China disbars two human rights lawyers

[JURIST] Two Chinese human rights lawyers who have represented Falun Gong [group website; BBC backgrounder] defendants were permanently disbarred [Tang decision, Liu decision, in Chinese] Friday after being accused of disrupting courtrooms. In a Beijing Municipal Judicial Bureau [official website, in Chinese] hearing last month, Liu Wei and Tang Jitian were accused of breaking laws by disputing court rulings as they defended a Falun Gong practitioner in Luzhou. The group Human Rights In China (HRIC) [advocacy website] reports [press release] that the lawyers participated in filing a complaint [text, in Chinese] with the Beijing Public Security Bureau alleging that the Beijing Municipal Bureau of Justice and the Beijing Lawyers Association were effectively blackmailing lawyers by charging high fees for annual registration. Li Subin, the lawyer in charge of the complaint, suggested that the lawyers' disbarment is a result of their role in filing the complaint. An HRIC spokesperson criticized the decision to disbar Tang and Liu:

In revoking Tang's and Liu's licenses because they withdrew from a show trial in which the judge had made it impossible for them to do their work, the Beijing Bureau of Justice has made a mockery of justice and the rule of law.
Both lawyers said they planned to appeal the decision vigorously.
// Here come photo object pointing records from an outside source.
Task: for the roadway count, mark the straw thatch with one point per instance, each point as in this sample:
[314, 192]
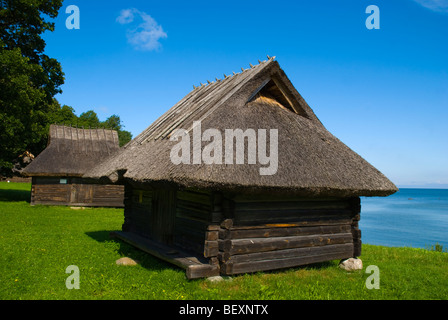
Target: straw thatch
[72, 151]
[311, 161]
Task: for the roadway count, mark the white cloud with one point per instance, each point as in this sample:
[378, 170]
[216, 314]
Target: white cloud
[147, 33]
[434, 5]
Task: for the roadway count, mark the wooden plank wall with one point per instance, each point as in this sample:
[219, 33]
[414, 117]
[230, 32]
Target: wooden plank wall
[193, 216]
[75, 193]
[267, 235]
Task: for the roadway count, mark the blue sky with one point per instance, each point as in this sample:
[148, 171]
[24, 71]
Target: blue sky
[383, 92]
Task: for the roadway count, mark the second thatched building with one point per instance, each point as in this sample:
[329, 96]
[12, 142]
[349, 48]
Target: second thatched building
[57, 171]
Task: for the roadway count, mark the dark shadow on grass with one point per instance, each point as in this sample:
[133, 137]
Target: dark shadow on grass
[13, 195]
[146, 260]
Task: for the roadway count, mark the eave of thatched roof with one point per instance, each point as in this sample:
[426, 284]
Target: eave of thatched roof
[311, 161]
[72, 151]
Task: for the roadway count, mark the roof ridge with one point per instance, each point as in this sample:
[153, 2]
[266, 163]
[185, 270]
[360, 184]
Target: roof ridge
[235, 73]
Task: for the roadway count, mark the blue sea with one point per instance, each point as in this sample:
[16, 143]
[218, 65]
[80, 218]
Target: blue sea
[409, 218]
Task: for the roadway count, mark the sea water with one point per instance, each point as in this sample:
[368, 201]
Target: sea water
[409, 218]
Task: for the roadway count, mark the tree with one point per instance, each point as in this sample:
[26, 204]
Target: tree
[88, 119]
[29, 79]
[114, 123]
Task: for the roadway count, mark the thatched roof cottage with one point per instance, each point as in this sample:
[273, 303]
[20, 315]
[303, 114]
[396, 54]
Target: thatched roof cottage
[57, 171]
[241, 176]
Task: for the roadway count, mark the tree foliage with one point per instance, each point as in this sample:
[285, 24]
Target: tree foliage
[29, 79]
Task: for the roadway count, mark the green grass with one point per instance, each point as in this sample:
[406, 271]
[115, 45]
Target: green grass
[38, 243]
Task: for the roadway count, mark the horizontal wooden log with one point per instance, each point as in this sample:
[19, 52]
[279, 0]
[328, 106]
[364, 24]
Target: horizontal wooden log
[290, 215]
[211, 249]
[291, 205]
[243, 246]
[284, 231]
[202, 271]
[346, 248]
[293, 222]
[263, 265]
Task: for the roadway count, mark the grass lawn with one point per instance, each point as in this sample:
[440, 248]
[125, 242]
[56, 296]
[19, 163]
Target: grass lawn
[38, 243]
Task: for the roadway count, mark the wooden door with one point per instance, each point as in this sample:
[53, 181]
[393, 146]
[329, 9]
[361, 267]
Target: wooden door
[163, 215]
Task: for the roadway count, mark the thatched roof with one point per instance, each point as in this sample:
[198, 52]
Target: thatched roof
[311, 161]
[72, 151]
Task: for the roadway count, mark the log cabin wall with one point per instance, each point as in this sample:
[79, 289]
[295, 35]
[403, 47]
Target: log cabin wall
[242, 235]
[261, 235]
[74, 192]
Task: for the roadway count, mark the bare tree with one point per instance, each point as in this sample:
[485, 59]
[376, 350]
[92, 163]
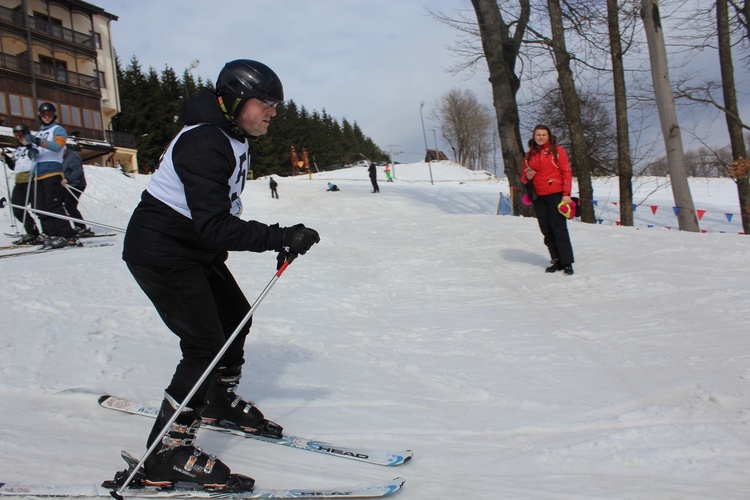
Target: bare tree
[624, 162]
[598, 129]
[732, 114]
[572, 102]
[743, 15]
[686, 217]
[501, 51]
[466, 124]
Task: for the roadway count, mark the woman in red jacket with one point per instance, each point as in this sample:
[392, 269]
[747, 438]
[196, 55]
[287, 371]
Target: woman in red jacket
[547, 167]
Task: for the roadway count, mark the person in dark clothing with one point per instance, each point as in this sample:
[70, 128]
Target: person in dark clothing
[547, 167]
[176, 245]
[22, 163]
[373, 177]
[74, 184]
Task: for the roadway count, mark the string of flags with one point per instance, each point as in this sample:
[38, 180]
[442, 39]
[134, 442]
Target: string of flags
[700, 213]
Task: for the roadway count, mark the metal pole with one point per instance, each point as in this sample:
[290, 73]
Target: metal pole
[157, 440]
[3, 201]
[429, 162]
[437, 151]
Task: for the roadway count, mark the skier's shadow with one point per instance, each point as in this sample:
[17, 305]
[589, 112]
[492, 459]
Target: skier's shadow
[524, 257]
[264, 365]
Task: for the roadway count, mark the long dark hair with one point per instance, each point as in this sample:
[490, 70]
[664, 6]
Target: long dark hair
[535, 148]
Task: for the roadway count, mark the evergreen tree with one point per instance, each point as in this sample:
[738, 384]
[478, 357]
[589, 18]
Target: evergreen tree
[151, 110]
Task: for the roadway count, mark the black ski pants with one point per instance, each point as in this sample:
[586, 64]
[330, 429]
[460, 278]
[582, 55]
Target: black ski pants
[554, 227]
[71, 204]
[49, 197]
[202, 306]
[23, 195]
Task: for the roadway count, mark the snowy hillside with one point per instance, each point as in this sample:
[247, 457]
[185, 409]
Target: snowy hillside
[424, 321]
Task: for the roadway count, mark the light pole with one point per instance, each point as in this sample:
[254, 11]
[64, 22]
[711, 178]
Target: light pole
[193, 65]
[424, 133]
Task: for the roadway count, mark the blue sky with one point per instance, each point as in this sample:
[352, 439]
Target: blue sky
[368, 61]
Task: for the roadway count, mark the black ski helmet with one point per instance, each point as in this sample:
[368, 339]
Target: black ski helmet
[242, 79]
[47, 106]
[24, 129]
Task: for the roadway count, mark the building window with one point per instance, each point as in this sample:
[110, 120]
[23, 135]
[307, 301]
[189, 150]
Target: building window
[97, 120]
[87, 121]
[64, 113]
[21, 106]
[75, 116]
[70, 115]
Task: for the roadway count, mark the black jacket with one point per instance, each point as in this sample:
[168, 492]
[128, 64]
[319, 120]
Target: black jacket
[204, 171]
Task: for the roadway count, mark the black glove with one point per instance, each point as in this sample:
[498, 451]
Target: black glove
[297, 240]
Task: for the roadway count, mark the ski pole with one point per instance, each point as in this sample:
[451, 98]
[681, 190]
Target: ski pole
[71, 189]
[157, 441]
[3, 202]
[7, 186]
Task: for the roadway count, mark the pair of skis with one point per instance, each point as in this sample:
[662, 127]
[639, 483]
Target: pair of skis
[377, 457]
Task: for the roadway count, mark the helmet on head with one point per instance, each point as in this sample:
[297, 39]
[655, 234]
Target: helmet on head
[24, 129]
[47, 107]
[243, 79]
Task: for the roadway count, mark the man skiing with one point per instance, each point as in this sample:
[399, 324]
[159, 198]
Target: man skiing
[176, 245]
[48, 176]
[22, 163]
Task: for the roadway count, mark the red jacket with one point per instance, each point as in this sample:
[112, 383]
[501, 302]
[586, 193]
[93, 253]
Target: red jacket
[551, 176]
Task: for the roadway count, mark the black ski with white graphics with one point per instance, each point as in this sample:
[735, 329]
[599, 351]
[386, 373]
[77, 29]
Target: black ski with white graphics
[20, 250]
[95, 235]
[138, 489]
[378, 457]
[26, 490]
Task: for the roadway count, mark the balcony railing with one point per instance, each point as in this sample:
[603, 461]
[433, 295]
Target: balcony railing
[49, 72]
[42, 26]
[120, 139]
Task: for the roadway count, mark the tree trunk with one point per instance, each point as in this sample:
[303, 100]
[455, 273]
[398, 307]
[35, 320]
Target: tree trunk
[624, 162]
[732, 113]
[670, 128]
[572, 104]
[501, 52]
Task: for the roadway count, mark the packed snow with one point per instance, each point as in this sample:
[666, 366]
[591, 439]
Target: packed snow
[425, 321]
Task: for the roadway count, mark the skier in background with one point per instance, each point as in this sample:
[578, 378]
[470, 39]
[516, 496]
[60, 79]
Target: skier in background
[373, 177]
[74, 184]
[48, 175]
[22, 163]
[176, 246]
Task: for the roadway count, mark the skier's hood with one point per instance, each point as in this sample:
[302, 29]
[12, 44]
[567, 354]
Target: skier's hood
[205, 108]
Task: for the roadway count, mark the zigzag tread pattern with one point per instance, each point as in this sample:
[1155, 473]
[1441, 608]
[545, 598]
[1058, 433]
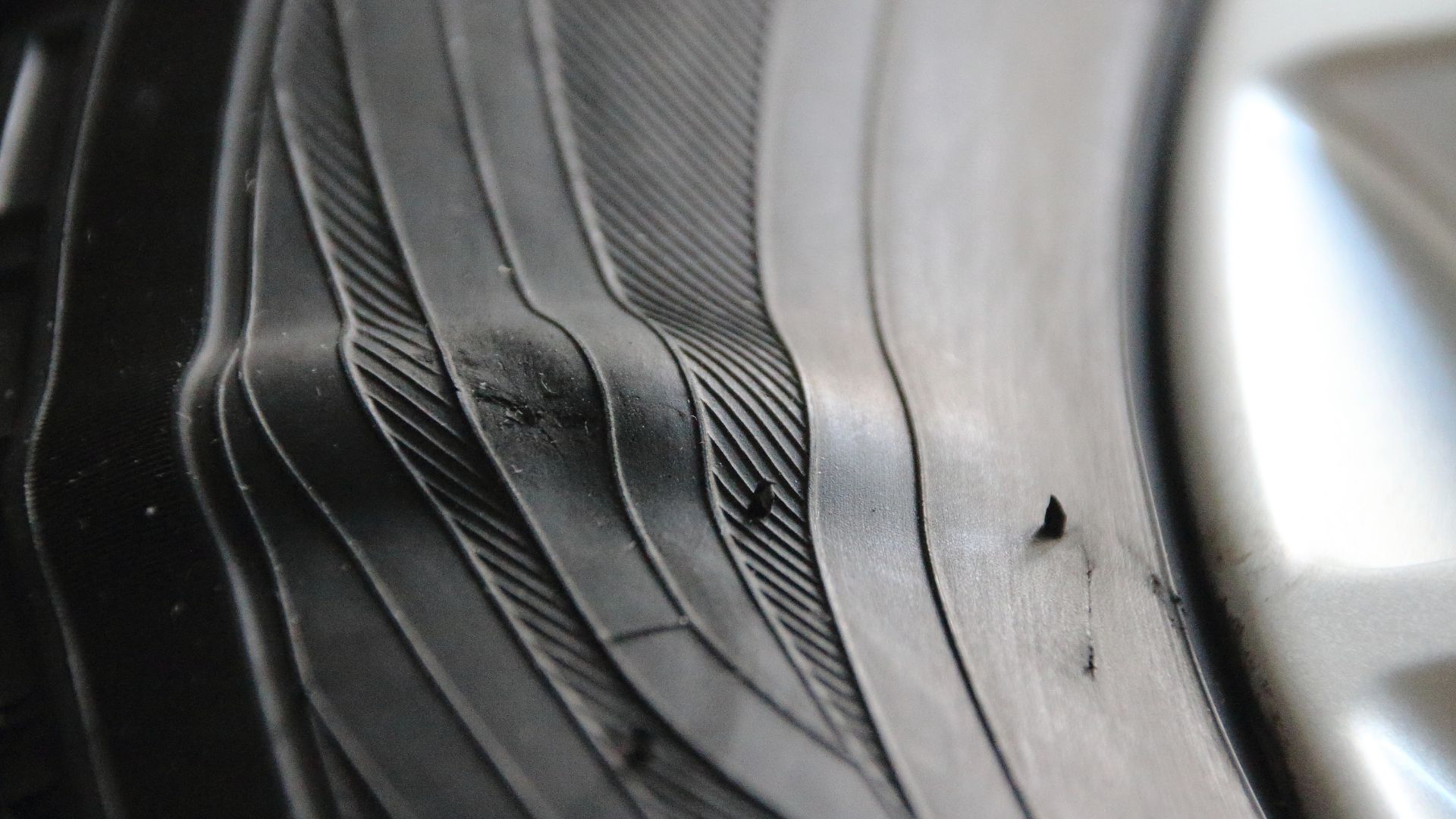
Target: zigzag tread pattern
[400, 373]
[663, 104]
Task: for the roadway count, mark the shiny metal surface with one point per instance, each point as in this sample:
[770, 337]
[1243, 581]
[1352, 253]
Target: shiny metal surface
[1313, 330]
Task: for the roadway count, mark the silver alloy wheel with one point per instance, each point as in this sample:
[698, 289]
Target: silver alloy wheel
[1312, 318]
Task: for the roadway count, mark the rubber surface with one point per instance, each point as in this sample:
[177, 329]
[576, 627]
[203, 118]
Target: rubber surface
[635, 409]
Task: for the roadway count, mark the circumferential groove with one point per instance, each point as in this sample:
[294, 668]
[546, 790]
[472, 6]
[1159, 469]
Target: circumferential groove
[400, 371]
[663, 104]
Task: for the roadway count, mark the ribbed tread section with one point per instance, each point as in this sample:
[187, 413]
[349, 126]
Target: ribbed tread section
[663, 99]
[400, 373]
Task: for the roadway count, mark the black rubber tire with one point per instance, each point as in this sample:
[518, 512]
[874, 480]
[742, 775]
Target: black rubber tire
[560, 409]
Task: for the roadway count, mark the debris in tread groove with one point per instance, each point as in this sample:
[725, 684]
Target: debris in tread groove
[1055, 522]
[762, 502]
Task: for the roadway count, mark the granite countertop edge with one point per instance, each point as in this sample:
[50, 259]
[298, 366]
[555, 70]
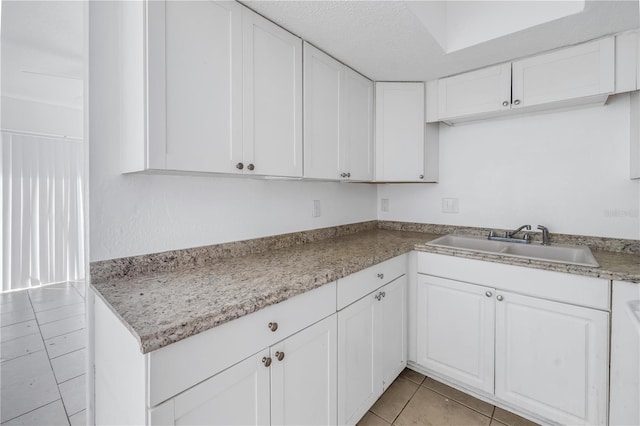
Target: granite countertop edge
[155, 336]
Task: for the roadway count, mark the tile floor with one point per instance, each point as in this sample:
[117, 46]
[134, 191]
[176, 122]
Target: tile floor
[413, 399]
[42, 356]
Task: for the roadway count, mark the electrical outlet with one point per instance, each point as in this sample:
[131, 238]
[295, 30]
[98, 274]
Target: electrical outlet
[450, 205]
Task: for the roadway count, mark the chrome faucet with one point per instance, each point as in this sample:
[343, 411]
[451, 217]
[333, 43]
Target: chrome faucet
[509, 236]
[545, 235]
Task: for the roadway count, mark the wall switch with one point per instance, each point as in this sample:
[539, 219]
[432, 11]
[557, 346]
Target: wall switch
[449, 205]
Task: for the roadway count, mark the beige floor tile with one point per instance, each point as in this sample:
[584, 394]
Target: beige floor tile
[64, 326]
[21, 346]
[21, 329]
[52, 414]
[15, 317]
[461, 397]
[79, 419]
[371, 419]
[26, 383]
[68, 366]
[414, 376]
[74, 394]
[391, 403]
[430, 408]
[60, 313]
[511, 419]
[70, 342]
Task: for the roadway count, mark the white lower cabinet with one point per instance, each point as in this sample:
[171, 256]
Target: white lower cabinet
[455, 330]
[291, 383]
[542, 357]
[552, 358]
[371, 348]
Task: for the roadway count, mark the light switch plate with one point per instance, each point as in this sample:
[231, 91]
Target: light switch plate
[450, 205]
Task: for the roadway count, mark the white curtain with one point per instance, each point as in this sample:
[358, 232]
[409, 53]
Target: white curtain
[42, 210]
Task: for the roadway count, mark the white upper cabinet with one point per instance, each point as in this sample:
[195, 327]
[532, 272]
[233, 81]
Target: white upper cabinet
[400, 134]
[476, 92]
[194, 87]
[221, 90]
[338, 119]
[576, 75]
[357, 128]
[576, 72]
[322, 114]
[272, 89]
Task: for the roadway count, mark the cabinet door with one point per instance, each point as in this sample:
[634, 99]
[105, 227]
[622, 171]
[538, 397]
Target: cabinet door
[357, 126]
[359, 373]
[272, 93]
[393, 330]
[195, 57]
[625, 354]
[575, 72]
[552, 358]
[237, 396]
[456, 330]
[476, 92]
[400, 125]
[322, 112]
[303, 381]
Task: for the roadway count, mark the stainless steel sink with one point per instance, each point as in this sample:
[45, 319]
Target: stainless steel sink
[574, 255]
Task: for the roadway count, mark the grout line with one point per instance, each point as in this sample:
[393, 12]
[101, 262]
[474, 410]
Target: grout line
[408, 401]
[461, 403]
[68, 380]
[50, 365]
[37, 408]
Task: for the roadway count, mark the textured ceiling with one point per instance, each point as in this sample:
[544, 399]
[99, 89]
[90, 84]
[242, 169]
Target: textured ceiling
[42, 51]
[384, 40]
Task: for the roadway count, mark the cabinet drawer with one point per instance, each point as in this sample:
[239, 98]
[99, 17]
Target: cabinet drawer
[181, 365]
[358, 285]
[562, 287]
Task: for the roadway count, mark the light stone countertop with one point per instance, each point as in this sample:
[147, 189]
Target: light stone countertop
[166, 307]
[161, 308]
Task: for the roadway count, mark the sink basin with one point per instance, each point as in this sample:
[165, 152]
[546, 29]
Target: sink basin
[574, 255]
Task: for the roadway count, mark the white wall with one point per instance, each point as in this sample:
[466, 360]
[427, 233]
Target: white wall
[566, 170]
[138, 214]
[38, 117]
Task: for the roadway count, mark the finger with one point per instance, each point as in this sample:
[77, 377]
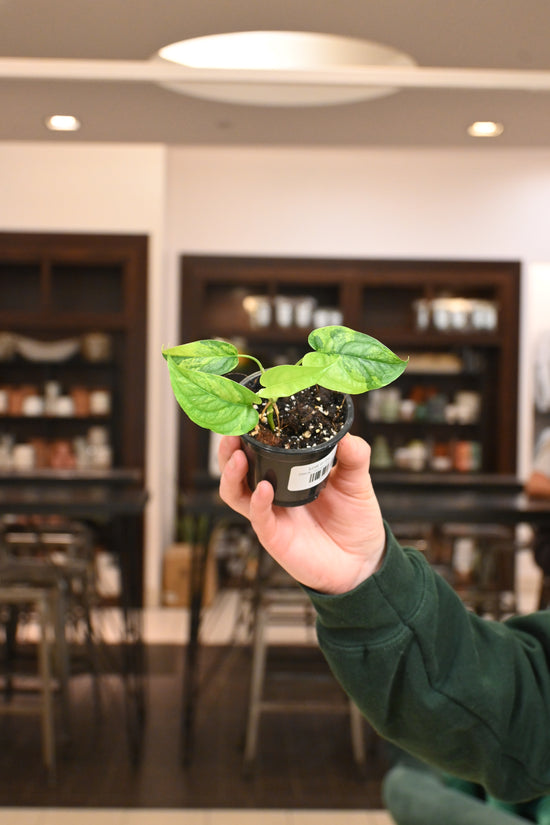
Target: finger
[227, 446]
[352, 467]
[234, 488]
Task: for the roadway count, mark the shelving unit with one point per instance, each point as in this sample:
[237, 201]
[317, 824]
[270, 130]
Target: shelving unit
[62, 288]
[236, 298]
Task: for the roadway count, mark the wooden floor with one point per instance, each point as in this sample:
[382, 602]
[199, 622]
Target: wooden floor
[304, 762]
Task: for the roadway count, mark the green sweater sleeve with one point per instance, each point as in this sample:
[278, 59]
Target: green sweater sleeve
[467, 695]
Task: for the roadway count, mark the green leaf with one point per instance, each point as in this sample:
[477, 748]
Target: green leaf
[287, 379]
[216, 357]
[353, 362]
[212, 401]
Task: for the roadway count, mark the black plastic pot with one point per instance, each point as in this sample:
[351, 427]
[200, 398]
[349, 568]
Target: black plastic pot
[296, 475]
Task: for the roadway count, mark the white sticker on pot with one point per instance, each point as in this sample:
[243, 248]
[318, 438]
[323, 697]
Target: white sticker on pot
[308, 475]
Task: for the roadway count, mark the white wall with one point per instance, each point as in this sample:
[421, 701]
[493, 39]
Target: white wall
[484, 203]
[481, 203]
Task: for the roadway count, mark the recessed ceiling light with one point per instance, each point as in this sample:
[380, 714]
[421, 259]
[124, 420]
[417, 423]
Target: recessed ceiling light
[279, 50]
[485, 128]
[63, 123]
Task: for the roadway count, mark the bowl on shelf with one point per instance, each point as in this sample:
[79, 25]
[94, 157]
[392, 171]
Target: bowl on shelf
[35, 350]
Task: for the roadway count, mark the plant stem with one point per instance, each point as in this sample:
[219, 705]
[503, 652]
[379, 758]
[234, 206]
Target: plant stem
[251, 357]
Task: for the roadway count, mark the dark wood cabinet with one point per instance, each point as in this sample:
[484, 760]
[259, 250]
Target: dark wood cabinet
[73, 346]
[455, 407]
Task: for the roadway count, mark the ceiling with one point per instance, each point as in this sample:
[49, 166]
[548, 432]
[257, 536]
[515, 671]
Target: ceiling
[476, 34]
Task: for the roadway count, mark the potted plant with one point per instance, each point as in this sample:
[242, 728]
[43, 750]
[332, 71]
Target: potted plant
[290, 417]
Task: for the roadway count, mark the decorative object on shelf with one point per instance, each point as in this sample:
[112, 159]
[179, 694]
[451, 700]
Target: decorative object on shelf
[97, 346]
[343, 362]
[258, 308]
[7, 346]
[456, 314]
[34, 350]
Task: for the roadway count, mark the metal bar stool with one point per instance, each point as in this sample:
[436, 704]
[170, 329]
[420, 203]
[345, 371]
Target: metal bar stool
[41, 600]
[278, 601]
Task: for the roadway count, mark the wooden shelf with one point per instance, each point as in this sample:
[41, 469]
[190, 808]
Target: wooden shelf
[379, 298]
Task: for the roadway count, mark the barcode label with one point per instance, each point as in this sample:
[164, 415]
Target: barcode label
[301, 478]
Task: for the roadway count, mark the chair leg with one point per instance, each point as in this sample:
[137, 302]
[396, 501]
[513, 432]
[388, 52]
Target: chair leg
[62, 665]
[48, 728]
[259, 653]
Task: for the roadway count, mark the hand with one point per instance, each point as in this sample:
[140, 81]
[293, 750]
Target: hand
[331, 544]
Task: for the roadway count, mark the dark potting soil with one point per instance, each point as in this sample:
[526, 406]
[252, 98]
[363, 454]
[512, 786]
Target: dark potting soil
[306, 419]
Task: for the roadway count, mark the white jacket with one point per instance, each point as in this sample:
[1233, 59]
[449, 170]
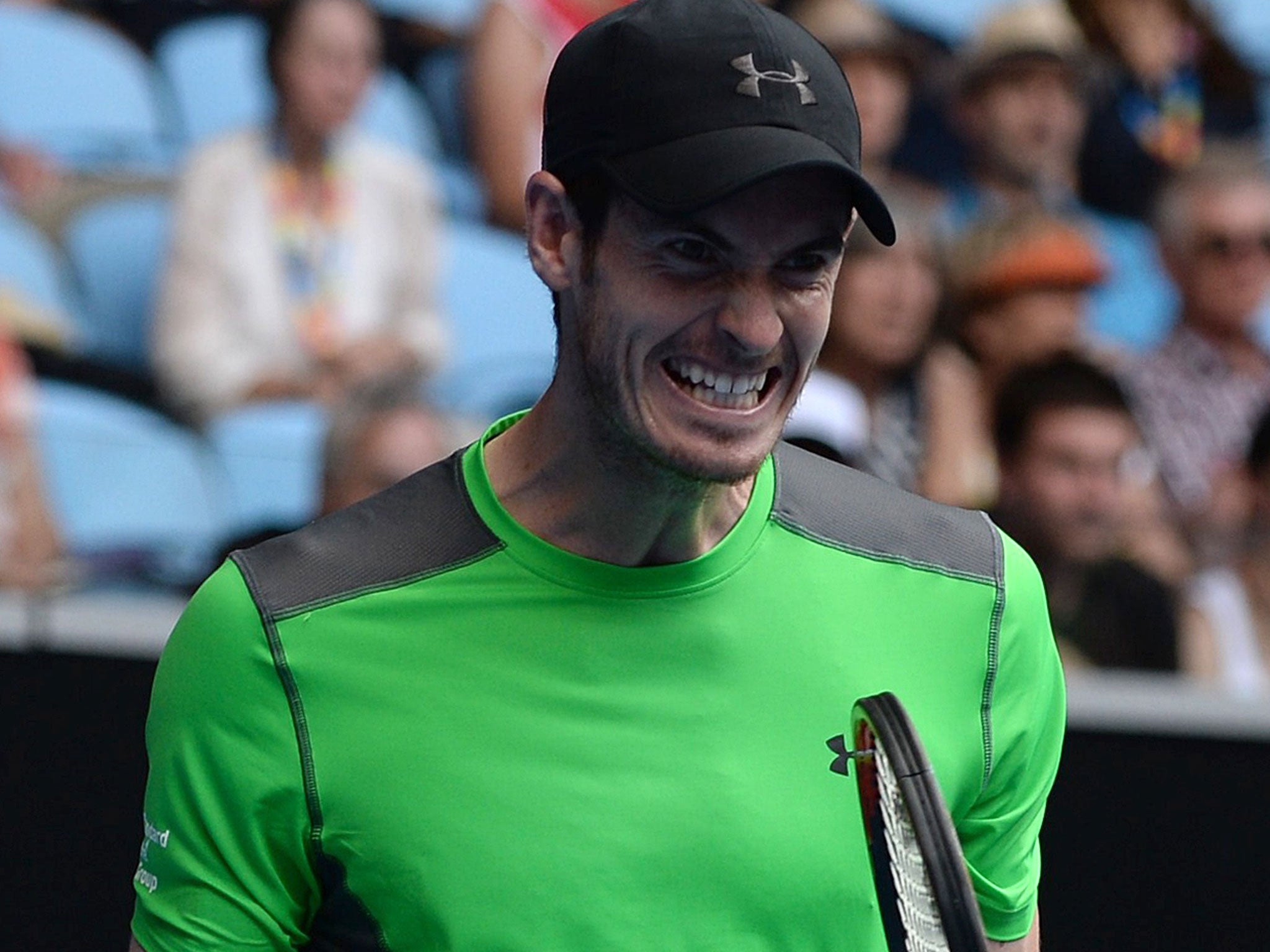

Amnesty International [advocacy website] criticized the disbarment hearing [press release] held last month, calling it "absurd" and claiming that "[g]overnment authorities in China continue to harass and disrupt the work of lawyers taking politically sensitive cases." China banned the Falun Gong movement in 1999, and its followers have faced a severe crackdown over the past decade. In addition to representing members of the banned sect, Tang and Liu have represented victims of government home demolition and individuals suffering discrimination for having HIV/AIDS and other diseases.